Many parents who are actively involved in the education of their children at the elementary school level typically become less involved when their children reach middle school. However, parent involvement during the middle school years is just as important to a child’s success as it is in earlier grades.
Children experience the second-largest growth period in their lives during the adolscent years. As they grow, they begin to experience physical, intellectual, emotional and social changes. These are confusing times for the adolescent learner. These changes, along with the added demands of increased academic rigor and expectations of school, activities and peer pressure, create conflicts and tension in the adolescent, which can lead to increased mental health issues and conflict in school and at home.
The participation of all parents is important to the academic achievement and mental well-being of their children. Such participation has many positive consequences for the family, the school, and especially for the young adolescent:
- The family better understands school expectations and operations.
- The student receives support from adults, at home and at school in order to confront and navigate the issues of the ever-evolving adolescent. Adult support is particularly important where these problems are accentuated by the conflicting cultures of home, friends and school.

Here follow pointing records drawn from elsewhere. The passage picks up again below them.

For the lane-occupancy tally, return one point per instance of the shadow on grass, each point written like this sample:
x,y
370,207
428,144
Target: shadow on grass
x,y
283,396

- The school can become the natural extension of the home, aiding in the preservation of families’ cultures, morals and values.
- When parents become involved and team with the school, both the students and schools benefit. We see higher academic achievement, students’ attitudes and behaviors are more positive, less mental health issues, academic programs are more successful, and the schools as a whole are more effective.
There are many ways that parents can demonstrate to their adolescent children that they are interested in academic success and that they are available to offer support and protection when there are problems. Here are some suggestions:
- Talk with your child about daily happenings at school. Both academically and socially.
- Find ways to spend some stress-free time with your child. Share a meal or a snack. Make sure they know the positive attributes you like about them
- Listen to and share their concerns. Support what you believe to be good about the school and offer your help to change practices that you believe could enhance your child’s educational experience.
- Avoid scoldings and arguments when your teenagers bring bad news home. It’s better be a listener and suggest ways to improve the situation.
- Show that you value education by encouraging homework completion and reading. Establish a consistent time and place for them to do their homework that is void of distraction
- Establish a positive relationship with teachers early in the year. This makes it easier to have constructive conversations in times of difficulty.
- Avoid comparing sibling experiences as each child’s experience is unique to them.
- Get to know the guidance counselors. They can keep you informed regarding the progress and behavior of your child, and they are a good resource for added support you may need.
- Read the student/parent handbook carefully and stay updated with the day-to-day happenings at the school through the daily announcements and Campus Messenger.
- Keep informed about your child’s grades and test results, especially in any subjects in which he or she struggles, through the parent portal.
The results of recent research are very clear: When parents are actively involved in their children’s education, they do better in school. It is essential for parents to have a positive attitude regarding education, and to demonstrate trust that their children can do well.